USA Today's Mark Memmott and Catalina Camia count the words spoken at the seven previous GOP debates, and see "Reagan" edging out "Hillary," 30-28. Here's guessing that the junior senator from New York is beating the Gipper by at least a touchdown after Wednesday showdown.
"The campaigns of the top candidates are scattering accusations and snippets of 'opposition research' like birdshot in the hopes of winging an opponent," The Boston Globe's Brian Mooney writes in curtain-raising the Florida forum. "Mitt Romney, the poll leader in Iowa and New Hampshire, and Rudy Giuliani, the front-runner in national polls, are the most frequent duelists, but Fred Thompson, John McCain, and, increasingly, the surging Mike Huckabee are also mixing it up in combinations that change depending on the issue, the day, or the latest poll result."
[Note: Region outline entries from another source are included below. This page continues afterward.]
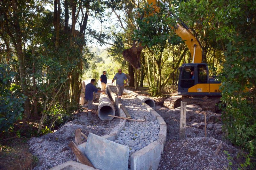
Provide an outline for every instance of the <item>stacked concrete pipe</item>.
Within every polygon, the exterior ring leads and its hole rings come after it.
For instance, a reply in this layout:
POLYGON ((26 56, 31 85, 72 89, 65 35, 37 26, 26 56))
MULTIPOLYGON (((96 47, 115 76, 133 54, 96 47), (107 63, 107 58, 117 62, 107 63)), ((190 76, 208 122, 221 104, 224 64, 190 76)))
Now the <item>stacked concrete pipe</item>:
POLYGON ((108 115, 114 116, 116 112, 111 101, 106 94, 101 93, 100 94, 98 108, 98 115, 102 120, 109 121, 114 118, 108 116, 108 115))
POLYGON ((137 93, 125 89, 124 89, 124 92, 133 95, 151 107, 156 107, 156 103, 155 103, 155 101, 150 98, 147 96, 140 95, 137 93))

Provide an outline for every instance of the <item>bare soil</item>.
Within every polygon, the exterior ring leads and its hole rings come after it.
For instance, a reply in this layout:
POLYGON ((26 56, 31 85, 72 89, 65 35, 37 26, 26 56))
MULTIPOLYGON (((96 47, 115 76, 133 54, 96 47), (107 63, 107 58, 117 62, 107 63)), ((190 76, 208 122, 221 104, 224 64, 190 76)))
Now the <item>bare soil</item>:
POLYGON ((0 169, 31 169, 37 161, 24 137, 12 138, 0 145, 0 169))
POLYGON ((244 160, 236 158, 240 150, 223 139, 221 115, 203 111, 197 105, 187 106, 184 140, 179 139, 180 107, 169 109, 158 106, 155 108, 167 125, 167 140, 158 169, 237 169, 244 160), (220 152, 215 155, 220 143, 220 152), (233 165, 229 165, 230 162, 233 165))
Romney vs. Rudy is one big game of "He likes Hillary" -- "No, eww, HE likes Hillary." "He was all roses and petals for Hillary's [healthcare] plan," Romney, R-Mass., said yesterday of Giuliani, R-N.Y., per the New York Post's Carl Campanile.
The Giuliani campaign's response: "Governor Mitt Romney passed a mandate and tax hike laden health care plan in Massachusetts which Hillary Clinton's own legislative director said was just like HillaryCare."
"As with all decent fighters -- and both men are agile pols who can give as well as take a punch -- they are both going after each other's perceived glass jaws," ABC's Jake Tapper writes on his blog. "Romney wants to paint Giuliani as liberal. Giuliani wants to paint Romney as an ineffective leader."